Did you know that in New York City the number of murders increase during the summertime? This is a Fact. Ah, but did you also know that during the summertime in New York City the number of Ice Cream sells also increase? This too is a Fact. So, from these two factors what can you conclude? How about: There MUST be a direct correlation between the two. Ice Cream causes the murder rate to increase. So, if you want the murder rate to decrease outlaw the sell of Ice Cream in New York City in the summertime. Makes sense!

Well, it made me NOT want to stay in the class for the whole quarter and instilled in me a great distrust of any and all polls and surveys. Having said all that, let me outline my basic data. Please note that all the statements below are true (to the best of my knowledge) and you can interpret the data as you wish and draw your own conclusions.

The number of paid SCA members (as of 1 April 2000) is approximately: 25,000 The number of those without paid memberships that attend events is: 35% or 8,750 (This figure is based roughly on the number of signed non-member waivers in Meridies.)

So that will give us a “working” number of 33,750 who might attend events and eat feasts throughout the SCA during the running of this survey.

The Feast Survey was distributed through the Internet. There is no way for me to know how many people saw or read the survey. There is no way for me to access any completed surveys unless they were emailed directly to the survey email address.

The number of surveys received was: 689 or just over 2% of 33,750. Now is this enough of a response to make any conclusions? According the many statisticians - Yes. BUT I am not a statistician. I am merely the conveyor of collected data. <smiling> I recommend that if YOU want to know what the people in your area like and/or dislike about feasts YOU conduct your own survey. Remember those little customer survey cards that many restaurants have? Oh, you know the ones...they asked questions like “how was the food?”, “would you eat here again”, “what can we do to make your eating experience better?” Perhaps it would help to have some “after-action reports” of our own.

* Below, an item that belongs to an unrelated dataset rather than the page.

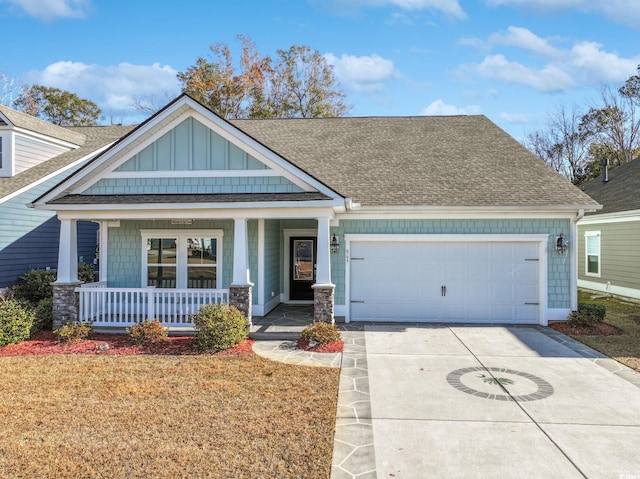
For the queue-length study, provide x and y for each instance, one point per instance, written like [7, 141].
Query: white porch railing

Now let’s take a few minutes to look at the elements of the survey. I did not request personal background data on the survey, except for Kingdom and length of time in the SCA. I added these two questions, as an after thought, because I “believed” that there might be a great difference based on where people lived and how long they had “played” in the SCA.  But there was little or no difference. (Surprise to me!)

Now many people did not list their Kingdom because it was not on the original survey which was cross-posted. Of those that DID list their Kingdom, I received responses from every Kingdom within the SCA.

I received responses from people who had just attended their first event/feast and from people with more than 25 years in the SCA. Responses came from all levels within the Society: Royals, landed Peers, members of all three Peerages, people with and without titles. I had wondered if the length of time in the Society had a direct bearing on what people wanted at feasts. But, again, there was little or no difference between what someone who was attending their third feast wanted compared with someone who was attending their 100th. (Again, a surprise to me!)

The closest thing to an “actual statistical survey” was the one week survey that was conducted on the Meridian List. It was designed with multiple choice questions to produce actual percentages. Although this survey was helpful with insuring that the data was uncorrupted, it did not allow for the personal comments that I have found so valuable. (See Feast Survey with comments by submitters)

For those individuals that are more “mathematical” (or just curious) you may be interested in the detailed numbers from the Meridian Survey.

Although numbers have their place in the scheme of things, it was the personal comments that I found truly revealing. If I had one suggestion to make I would recommend that you read over the many comments that people freely shared with me. Comments that enlightened me to other ways of doing things. Of other viewpoints and perspectives. Of ideas and concepts I had not yet considered.... even after 25 years (plus) of “playing the game.”   For this is the REAL reason for the Feast Survey - it is a starting place for the interchange of ideas.